Mutually exclusive mutation profiles define functionally related genes in muscle invasive bladder cancer

Abstract

Muscle Invasive bladder cancer is known to have an abundance of mutations, particularly in DNA damage response and chromatin modification genes. The role of these mutations in the development and progression of the disease is not well understood. However, a mutually exclusive mutation pattern between gene pairs could suggest gene mutations of significance. For example, a mutually exclusive mutation pattern could suggest an epistatic relationship where the outcome of a mutation in one gene would have the same outcome as a mutation in a different gene. The significance of a mutually exclusive relationship was determined by establishing a normal distribution of the conditional probabilities for having a mutation in one gene and not the other as well as the reverse relationship for each gene pairing. Then these distributions were used to determine the sigma-magnitude of standard deviation by which the observed value differed from the expected, a value that can also be interpreted as the 'p-value'. This approach led to the identification of mutually exclusive mutation patterns in KDM6A and KMT2D as well as KDM6A and RB1 that suggested the observed mutation pattern did not happen by chance. Upon further investigation of these genes and their interactions, a potential similar outcome was identified that supports the concept of epistasis. Knowledge of these mutational interactions provides a better understanding of the mechanisms underlying muscle invasive bladder cancer development, and may direct therapeutic development exploiting genotoxic chemotherapy and synthetic lethality in these pathways.

Fig 1. Pipeline for dataset generation.

Pathways show the data selection and trimming process through each of the Lest Conservative, Mid Conservative and Most Conservative approaches. The number of cases, genes and mutations (mut) in the data at each step of the refinement process are presented in square boxes.

Fig 2. Coefficients of variation (CV) for the cases of MIBC represented in the different mutation annotation file (MAF).

Fig 3

Visualization of the overlap in mutation calling between the four pipelines (Muse, Mutect2, SomaticSniper, Varscan2) mutation calling pipelines in four cases with high CV (a-d), and two cases with low CV. Sample details are: (A) TCGA-XF-A9SL-01A-11D-A391-08, CV = 1.3, 35 mean / 100 total mutation calls; (B) TCGA-K4-A83P-01A-11D-A34U-08, CV = 0.98, 125 mean /317 total mutation calls; (C) TCGA-XF-A9SI-01A-11D-A391-08, CV = 0.71, 215 mean / 450 total mutation calls; (D) TCGA-DK-A1AF-01A-11D-A13W-08, CV = 1.00, 45 mean / 120 total mutation calls; (E) TCGA-LT-A8JT-01A-11D-A364-08, CV = 0.026, 90 mean / 100 total mutation calls; (F) TCGA-DK-A6AW-01A-11D-A30E-08, CV = 0.020, 5000 mean / 5300 total mutation calls.

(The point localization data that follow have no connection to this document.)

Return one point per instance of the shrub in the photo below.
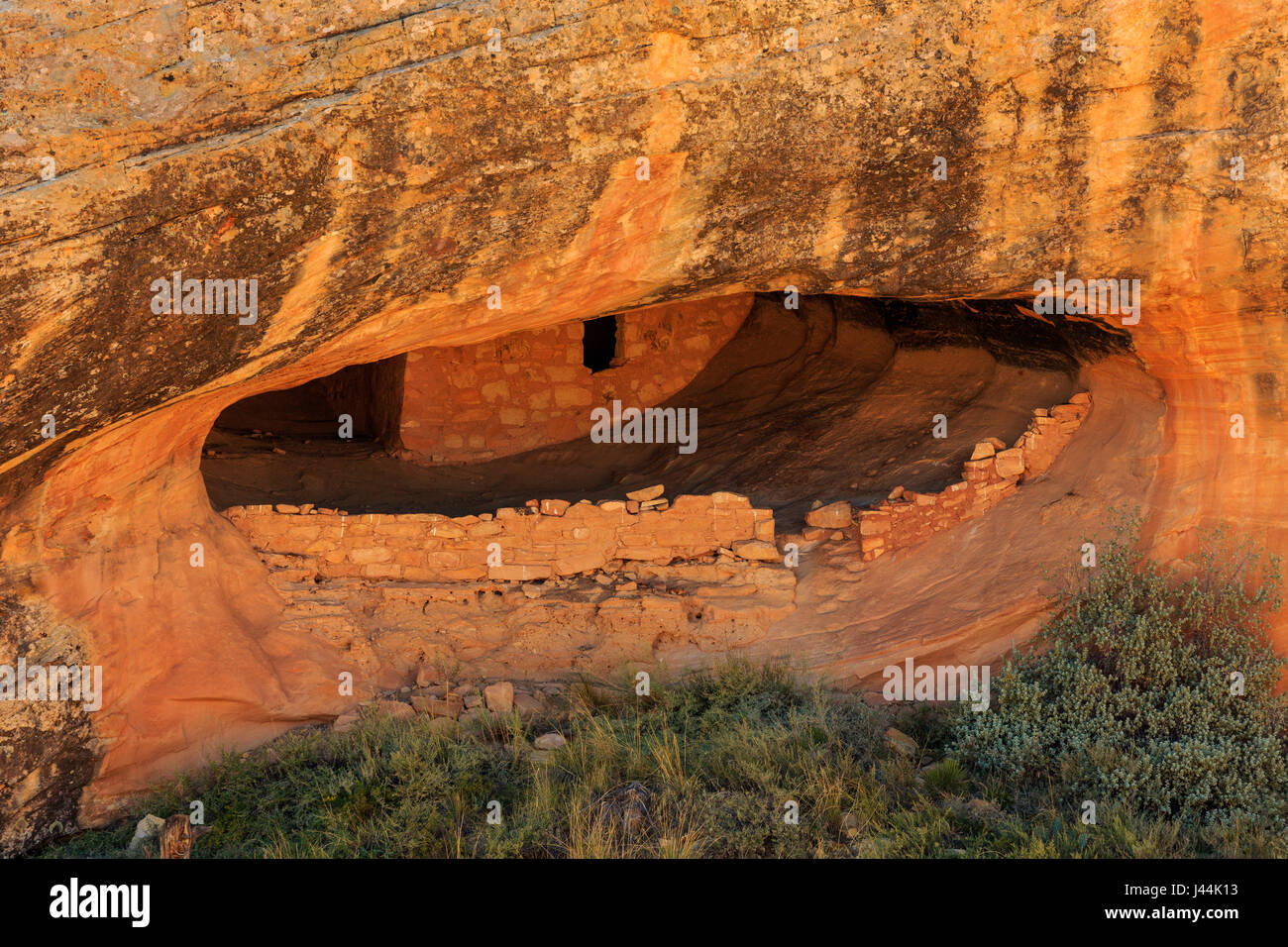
(1129, 701)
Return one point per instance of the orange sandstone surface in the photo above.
(397, 189)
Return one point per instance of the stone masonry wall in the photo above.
(546, 539)
(992, 474)
(527, 389)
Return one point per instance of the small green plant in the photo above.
(947, 777)
(1155, 692)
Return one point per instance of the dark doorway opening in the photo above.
(599, 343)
(370, 395)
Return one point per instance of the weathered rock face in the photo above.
(378, 169)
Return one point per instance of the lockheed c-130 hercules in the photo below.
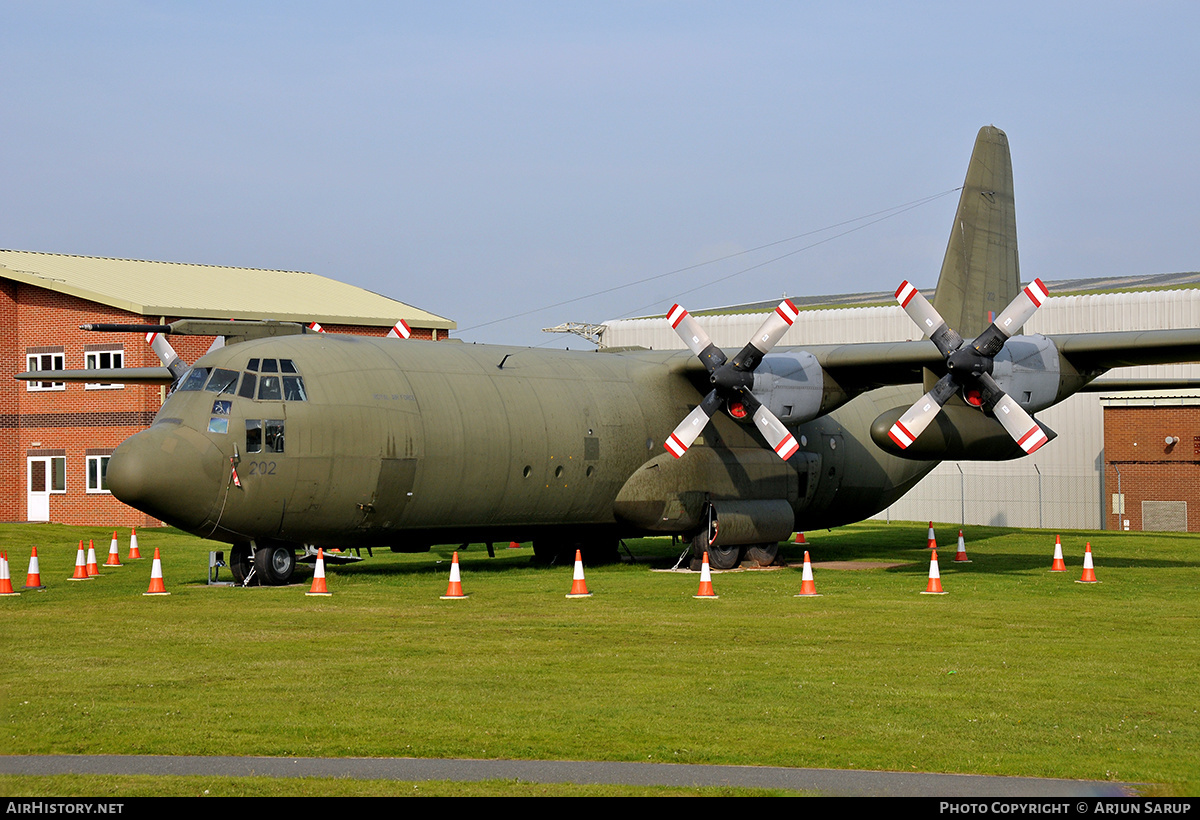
(285, 440)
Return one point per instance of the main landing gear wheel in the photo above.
(719, 557)
(762, 555)
(274, 564)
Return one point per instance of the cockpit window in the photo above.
(195, 378)
(222, 381)
(269, 388)
(293, 389)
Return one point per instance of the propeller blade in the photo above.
(678, 442)
(918, 417)
(777, 435)
(695, 337)
(1023, 307)
(166, 353)
(1019, 424)
(930, 322)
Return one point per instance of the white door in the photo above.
(39, 490)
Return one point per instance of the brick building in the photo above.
(1152, 464)
(55, 437)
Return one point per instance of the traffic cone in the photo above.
(114, 556)
(706, 580)
(961, 555)
(455, 588)
(156, 585)
(5, 580)
(81, 566)
(93, 567)
(1057, 566)
(579, 587)
(318, 576)
(34, 578)
(1089, 570)
(808, 586)
(935, 578)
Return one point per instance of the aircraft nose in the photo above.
(173, 473)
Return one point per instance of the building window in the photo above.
(103, 360)
(45, 361)
(97, 473)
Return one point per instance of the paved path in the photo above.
(825, 780)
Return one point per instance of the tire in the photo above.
(274, 564)
(719, 557)
(762, 555)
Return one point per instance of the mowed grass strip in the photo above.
(1014, 671)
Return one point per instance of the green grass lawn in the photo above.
(1014, 671)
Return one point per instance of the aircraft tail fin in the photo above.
(981, 274)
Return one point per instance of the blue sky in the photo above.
(481, 160)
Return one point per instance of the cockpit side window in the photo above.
(247, 384)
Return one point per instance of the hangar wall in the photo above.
(1063, 484)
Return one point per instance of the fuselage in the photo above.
(349, 441)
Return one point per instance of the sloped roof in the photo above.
(190, 291)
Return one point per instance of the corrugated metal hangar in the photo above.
(1121, 460)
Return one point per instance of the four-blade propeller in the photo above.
(732, 381)
(969, 367)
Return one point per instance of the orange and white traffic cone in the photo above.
(961, 555)
(114, 556)
(455, 588)
(579, 587)
(935, 578)
(808, 586)
(5, 579)
(156, 585)
(318, 576)
(34, 576)
(1057, 566)
(706, 580)
(81, 566)
(93, 567)
(1089, 570)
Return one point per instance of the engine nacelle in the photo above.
(1029, 370)
(796, 388)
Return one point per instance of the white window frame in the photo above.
(91, 360)
(34, 361)
(101, 462)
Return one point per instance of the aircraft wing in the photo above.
(1097, 352)
(102, 376)
(869, 365)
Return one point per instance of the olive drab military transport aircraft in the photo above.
(285, 440)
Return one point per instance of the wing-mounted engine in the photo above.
(1001, 375)
(795, 388)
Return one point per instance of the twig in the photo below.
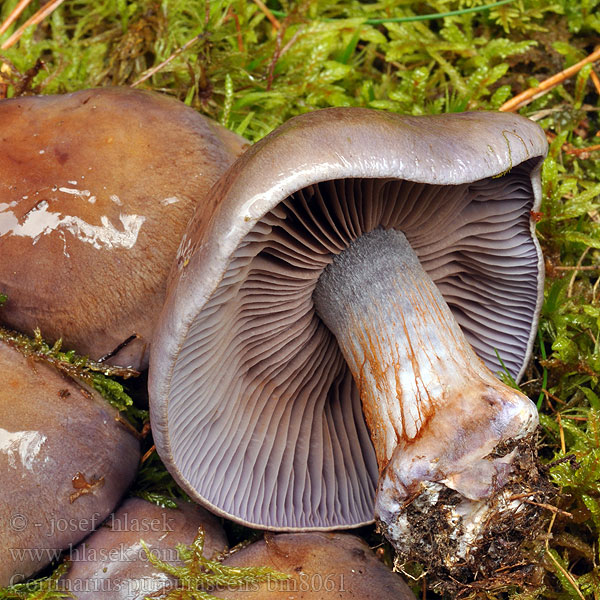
(563, 446)
(595, 80)
(550, 507)
(165, 62)
(574, 276)
(14, 15)
(148, 454)
(276, 24)
(578, 151)
(35, 19)
(535, 92)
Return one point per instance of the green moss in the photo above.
(200, 575)
(242, 72)
(45, 588)
(99, 376)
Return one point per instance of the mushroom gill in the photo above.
(258, 391)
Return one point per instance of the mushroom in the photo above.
(356, 262)
(65, 462)
(112, 563)
(320, 566)
(97, 188)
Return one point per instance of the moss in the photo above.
(239, 69)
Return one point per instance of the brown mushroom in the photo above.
(321, 566)
(65, 462)
(112, 563)
(356, 262)
(97, 188)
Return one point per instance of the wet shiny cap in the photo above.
(253, 407)
(96, 188)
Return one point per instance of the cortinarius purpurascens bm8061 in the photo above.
(358, 262)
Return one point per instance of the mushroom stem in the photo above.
(436, 413)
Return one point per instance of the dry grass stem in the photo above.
(35, 19)
(545, 86)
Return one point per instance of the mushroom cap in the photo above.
(55, 436)
(321, 566)
(112, 564)
(96, 188)
(253, 409)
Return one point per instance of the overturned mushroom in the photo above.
(412, 238)
(320, 566)
(96, 190)
(112, 564)
(65, 461)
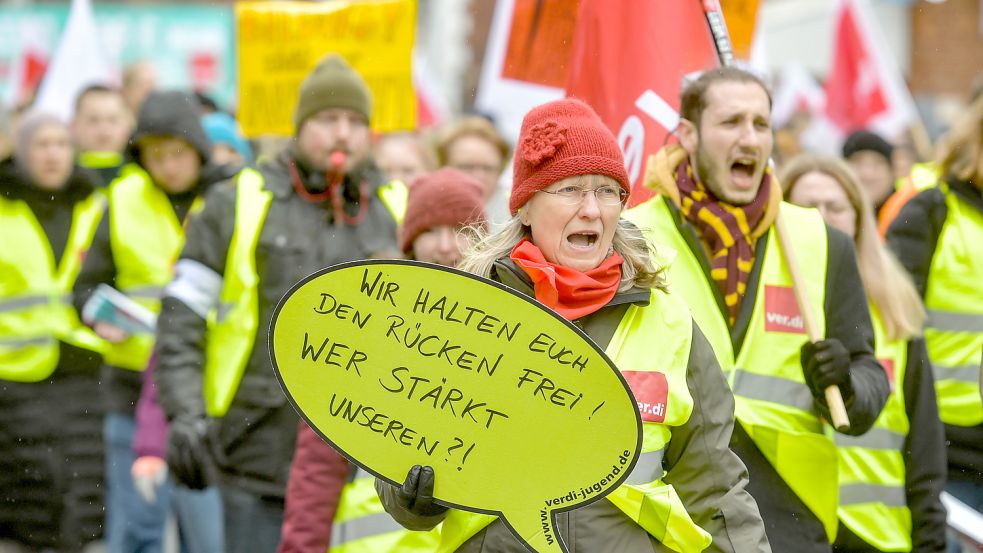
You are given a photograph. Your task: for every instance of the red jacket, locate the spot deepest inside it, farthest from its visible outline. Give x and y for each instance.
(317, 477)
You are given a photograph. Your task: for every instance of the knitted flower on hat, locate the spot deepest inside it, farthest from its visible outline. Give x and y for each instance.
(563, 139)
(542, 141)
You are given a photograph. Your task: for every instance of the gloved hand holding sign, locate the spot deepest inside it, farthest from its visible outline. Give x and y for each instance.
(403, 366)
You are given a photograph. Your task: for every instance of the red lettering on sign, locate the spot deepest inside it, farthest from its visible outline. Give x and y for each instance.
(781, 312)
(651, 391)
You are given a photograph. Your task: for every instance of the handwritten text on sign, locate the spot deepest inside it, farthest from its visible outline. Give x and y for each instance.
(281, 42)
(400, 363)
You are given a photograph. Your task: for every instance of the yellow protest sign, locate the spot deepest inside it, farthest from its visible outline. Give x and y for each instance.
(280, 42)
(400, 363)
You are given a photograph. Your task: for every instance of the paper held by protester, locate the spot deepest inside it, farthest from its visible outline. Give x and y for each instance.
(401, 363)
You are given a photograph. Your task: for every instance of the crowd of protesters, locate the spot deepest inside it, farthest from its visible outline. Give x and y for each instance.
(179, 438)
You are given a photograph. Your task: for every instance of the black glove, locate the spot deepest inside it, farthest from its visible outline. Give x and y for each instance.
(826, 363)
(416, 494)
(187, 452)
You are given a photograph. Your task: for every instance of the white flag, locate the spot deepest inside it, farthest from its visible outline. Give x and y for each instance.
(79, 61)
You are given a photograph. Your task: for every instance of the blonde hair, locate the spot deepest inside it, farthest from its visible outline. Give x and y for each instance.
(471, 125)
(889, 287)
(960, 151)
(637, 270)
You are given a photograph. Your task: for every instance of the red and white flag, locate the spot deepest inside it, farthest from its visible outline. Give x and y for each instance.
(628, 62)
(30, 64)
(864, 88)
(78, 62)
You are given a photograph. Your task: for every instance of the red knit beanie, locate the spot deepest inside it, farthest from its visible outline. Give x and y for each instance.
(563, 139)
(445, 197)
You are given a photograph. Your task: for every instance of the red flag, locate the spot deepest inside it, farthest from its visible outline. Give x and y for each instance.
(629, 59)
(864, 89)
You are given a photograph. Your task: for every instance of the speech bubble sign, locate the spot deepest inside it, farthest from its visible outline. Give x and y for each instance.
(400, 363)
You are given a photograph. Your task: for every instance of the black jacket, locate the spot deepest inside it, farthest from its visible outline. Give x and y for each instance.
(172, 114)
(122, 386)
(253, 444)
(708, 477)
(51, 469)
(792, 526)
(913, 236)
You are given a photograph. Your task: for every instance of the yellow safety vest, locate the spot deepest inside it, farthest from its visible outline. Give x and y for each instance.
(100, 160)
(873, 501)
(362, 525)
(773, 402)
(644, 497)
(146, 238)
(954, 301)
(394, 195)
(232, 325)
(36, 310)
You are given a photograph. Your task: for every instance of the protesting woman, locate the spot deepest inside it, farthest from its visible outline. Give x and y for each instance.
(567, 247)
(890, 477)
(51, 469)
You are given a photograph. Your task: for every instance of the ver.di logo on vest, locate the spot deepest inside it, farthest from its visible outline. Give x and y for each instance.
(651, 391)
(781, 311)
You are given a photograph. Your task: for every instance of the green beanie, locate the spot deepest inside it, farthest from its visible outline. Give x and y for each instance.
(333, 84)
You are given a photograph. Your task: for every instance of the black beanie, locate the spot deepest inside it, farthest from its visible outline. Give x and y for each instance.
(859, 141)
(333, 84)
(173, 114)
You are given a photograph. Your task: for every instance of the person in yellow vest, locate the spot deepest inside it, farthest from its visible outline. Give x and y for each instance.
(714, 216)
(937, 237)
(134, 250)
(567, 246)
(891, 477)
(51, 466)
(331, 504)
(320, 202)
(101, 127)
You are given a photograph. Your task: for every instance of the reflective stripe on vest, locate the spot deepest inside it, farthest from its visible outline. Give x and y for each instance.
(953, 298)
(873, 502)
(645, 498)
(394, 195)
(146, 238)
(36, 309)
(362, 524)
(773, 403)
(232, 328)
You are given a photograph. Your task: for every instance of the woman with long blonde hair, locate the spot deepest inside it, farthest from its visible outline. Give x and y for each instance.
(888, 500)
(568, 248)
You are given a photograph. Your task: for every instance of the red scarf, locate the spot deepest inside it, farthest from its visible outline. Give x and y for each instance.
(725, 229)
(567, 291)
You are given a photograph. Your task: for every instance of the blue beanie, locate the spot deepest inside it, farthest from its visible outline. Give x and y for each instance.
(221, 128)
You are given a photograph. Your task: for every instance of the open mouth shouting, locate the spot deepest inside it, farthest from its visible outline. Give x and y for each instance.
(583, 241)
(743, 171)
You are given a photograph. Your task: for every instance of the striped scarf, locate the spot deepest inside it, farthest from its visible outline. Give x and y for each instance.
(724, 230)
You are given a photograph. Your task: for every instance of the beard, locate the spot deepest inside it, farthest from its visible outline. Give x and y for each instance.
(715, 178)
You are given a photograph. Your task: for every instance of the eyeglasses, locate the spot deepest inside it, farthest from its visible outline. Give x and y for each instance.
(605, 195)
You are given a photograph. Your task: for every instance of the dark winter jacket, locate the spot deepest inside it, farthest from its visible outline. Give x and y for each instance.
(790, 524)
(317, 477)
(914, 236)
(163, 114)
(708, 477)
(51, 468)
(253, 443)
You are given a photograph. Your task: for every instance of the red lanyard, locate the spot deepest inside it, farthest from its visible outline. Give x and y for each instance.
(333, 193)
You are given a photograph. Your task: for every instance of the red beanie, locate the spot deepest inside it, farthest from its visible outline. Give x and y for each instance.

Fig 4. Representative differences in statistical significance of conditional probability for different gene pairs.

The red bar is the mean of the RGCP distribution, and the blue bar is the value observed in the CP matrix. (A) A relationship where there is no statistically significant difference between RGCP distribution and the observed value, between the KDM6A mutation and no mutation in EP300. (B) A statistically significant relationship, where RGCP distribution for having KDM6A mutation and no mutation in KMT2D is significantly different from the observed value. (C and D) A statistically significant, bidirectional relationship, where the presence of an RB1 mutation and absence of a KDM6A mutation, and the (opposite) absence of an RB1 mutation and presence of a KDM6A mutation are both observed at frequencies significantly different from the predicted RGCP distribution.

Fig 5. Summary of mutually exclusive relationships identified in the study.

Lines between the identified genes indicate which data subset(s) the relationships were identified in, as well as the statistical strength of the observations. DDR genes are indicated by square frames, CM genes by oval frames, and genes overlapping both processes in rectangular frames with round corners. Interactions are shown for: Least High and Moderate Impact Mutations (red lines), Least High Mutations only (blue lines), Mid High and Moderate Impact Mutations (black lines), and Most High and Moderate Mutations (green lines). Statistical significance indifferences between RGCP and mean observed values is presented as: Sigma > 2.7 (double line), Sigma >2 (single solid line), Sigma >1.5 (dashed line).